Mission and Goals
Myeloproliferative neoplasias (MPN or MPD) have been traditionally divided into two groups. Classic MPNs include:
- Essential thrombocythemia (ET)
- Polycythemia vera (PV)
- Primary myelofibrosis (PMF)
Atypical MPNs include:
- Juvenile myelomonocytic leukemia (JMML)
- Systemic mastocytosis (SM)
- Chronic Eosinophilic Leukemia/Hypereosinophilic Syndrome (HES)
Classic MPNs are characterized by overproduction of cells in the bone marrow leading to too many cells in the bloodstream. Currently, specific disease classification between the 3 classic MPN diagnoses is based on the predominant pattern of different cells present in blood and the presence or absence of reactive bone-marrow fibrosis (scar tissue in the bone marrow that develops as a reaction to the presence of bad cells). For example, in ET, platelets in blood are very high while other cell types are not, and the bone marrow shows no fibrosis.
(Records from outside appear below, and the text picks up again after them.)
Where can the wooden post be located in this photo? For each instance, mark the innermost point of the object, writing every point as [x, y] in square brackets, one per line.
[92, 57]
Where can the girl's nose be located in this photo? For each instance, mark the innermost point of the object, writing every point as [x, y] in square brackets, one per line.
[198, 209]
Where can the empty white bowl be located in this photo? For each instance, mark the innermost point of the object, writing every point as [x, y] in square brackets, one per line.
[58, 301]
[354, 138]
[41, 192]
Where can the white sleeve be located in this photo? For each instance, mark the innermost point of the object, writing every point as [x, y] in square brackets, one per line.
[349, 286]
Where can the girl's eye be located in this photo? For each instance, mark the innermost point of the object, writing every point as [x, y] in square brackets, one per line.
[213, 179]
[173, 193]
The incidence of these diseases varies, from ~1.5 (for PMF) to ~2.3-2.5 (for ET and PV) per 100,000 people/year; this means that every year about 20.000 new patients are diagnosed with classic MPN. The total number of patients with MPN in the USA is probably about 250,000. The average age of patients at diagnosis is 60-65 years, but the diseases spare no age group. Life expectancy varies between classic MPN: decades for ET and PV, but only 5-7 years for PMF patients. A major problem with ET and PV, however, is increased risk of thrombosis and bleeding that may severely affect patients’ quality of life (e.g. heart attack or brain infarct). In addition, some patients with ET and PV transform to MF and their life expectancy is then much shorter, 5-7 years.
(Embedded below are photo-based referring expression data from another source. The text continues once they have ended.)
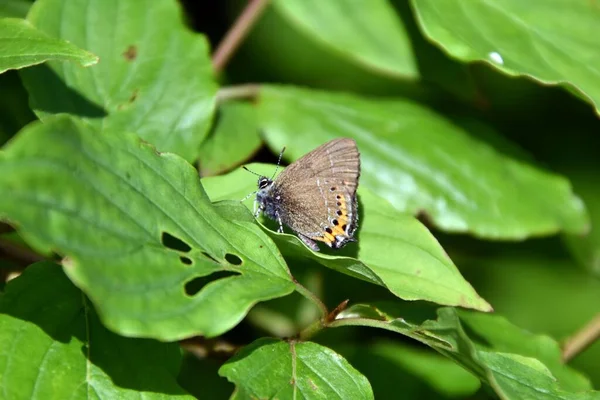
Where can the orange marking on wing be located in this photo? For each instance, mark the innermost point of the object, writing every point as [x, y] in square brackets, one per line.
[337, 230]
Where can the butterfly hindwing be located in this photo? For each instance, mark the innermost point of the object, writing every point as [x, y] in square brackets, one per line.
[318, 193]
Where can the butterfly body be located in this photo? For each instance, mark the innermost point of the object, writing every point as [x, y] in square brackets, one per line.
[316, 195]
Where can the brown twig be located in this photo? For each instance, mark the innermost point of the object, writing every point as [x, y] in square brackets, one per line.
[215, 348]
[247, 91]
[240, 29]
[581, 339]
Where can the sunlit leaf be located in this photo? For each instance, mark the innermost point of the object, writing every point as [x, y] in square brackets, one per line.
[421, 162]
[142, 238]
[155, 77]
[270, 368]
[394, 250]
[22, 45]
[56, 348]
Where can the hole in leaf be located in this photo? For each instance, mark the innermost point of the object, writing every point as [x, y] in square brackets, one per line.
[174, 243]
[233, 259]
[197, 284]
[211, 258]
[185, 260]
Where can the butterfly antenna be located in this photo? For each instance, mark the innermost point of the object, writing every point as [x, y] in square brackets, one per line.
[278, 163]
[252, 172]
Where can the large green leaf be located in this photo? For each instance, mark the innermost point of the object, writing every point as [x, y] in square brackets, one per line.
[421, 162]
[394, 250]
[509, 373]
[21, 45]
[394, 360]
[14, 8]
[54, 347]
[138, 230]
[367, 32]
[235, 139]
[155, 77]
[270, 368]
[587, 248]
[541, 294]
[521, 38]
[502, 336]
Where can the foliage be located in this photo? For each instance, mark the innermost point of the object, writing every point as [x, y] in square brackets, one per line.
[131, 269]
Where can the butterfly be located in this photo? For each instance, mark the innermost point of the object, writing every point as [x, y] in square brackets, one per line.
[316, 195]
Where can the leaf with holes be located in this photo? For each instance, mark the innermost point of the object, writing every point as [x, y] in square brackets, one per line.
[270, 368]
[419, 161]
[521, 38]
[56, 348]
[138, 230]
[394, 250]
[376, 39]
[24, 46]
[155, 77]
[509, 373]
PMF is the most difficult among classic MPN as it typically includes worsening bone marrow fibrosis (scarring) with progressive lowering of blood cell counts requiring transfusions, massive enlargement of the spleen and liver, profound fatigue, weight loss, night sweats, and low-grade fever (very bad quality of life). Terrible body wasting and multi-organ failure eventually causes death.
Therapy for myeloproliferative neoplasias, and specifically PMF, is unsatisfactory. No medication is approved as a specific therapy for PMF. Many medications are used to help patients cope with body deterioration related to PMF but none have been shown to affect the inevitable outcome. Many clinical studies with novel medications are underway to find better therapies. New molecular abnormalities (e.g. mutation in a gene called JAK2) are being discovered in these diseases that are potential targets for drug development (e.g. JAK2 inhibitor might positively affect the disease and help the patients).
It is crucial that we identify treatment strategies to effectively treat MPN, providing clinical benefit for patients and prolonging their life expectancy, and ultimately curing them from the disease. The study of these relatively rare malignancies may provide insights for the treatment of more common medical problems. The knowledge about intracellular signaling and transduction pathways which result in an over abundance of immature red blood cells in PV, may help, for example, to devise medications to treat patients with potentially fatal anemia. Similarly, the ability to decrease platelet numbers in ET might lead to up regulation treatments for thrombocytopenia (more common problem of low platelet number in the blood) and end-stage leukemia. Therapies that would eliminate fibrosis in PMF may help patients with many other fibrotic diseases (e.g. lung fibrosis).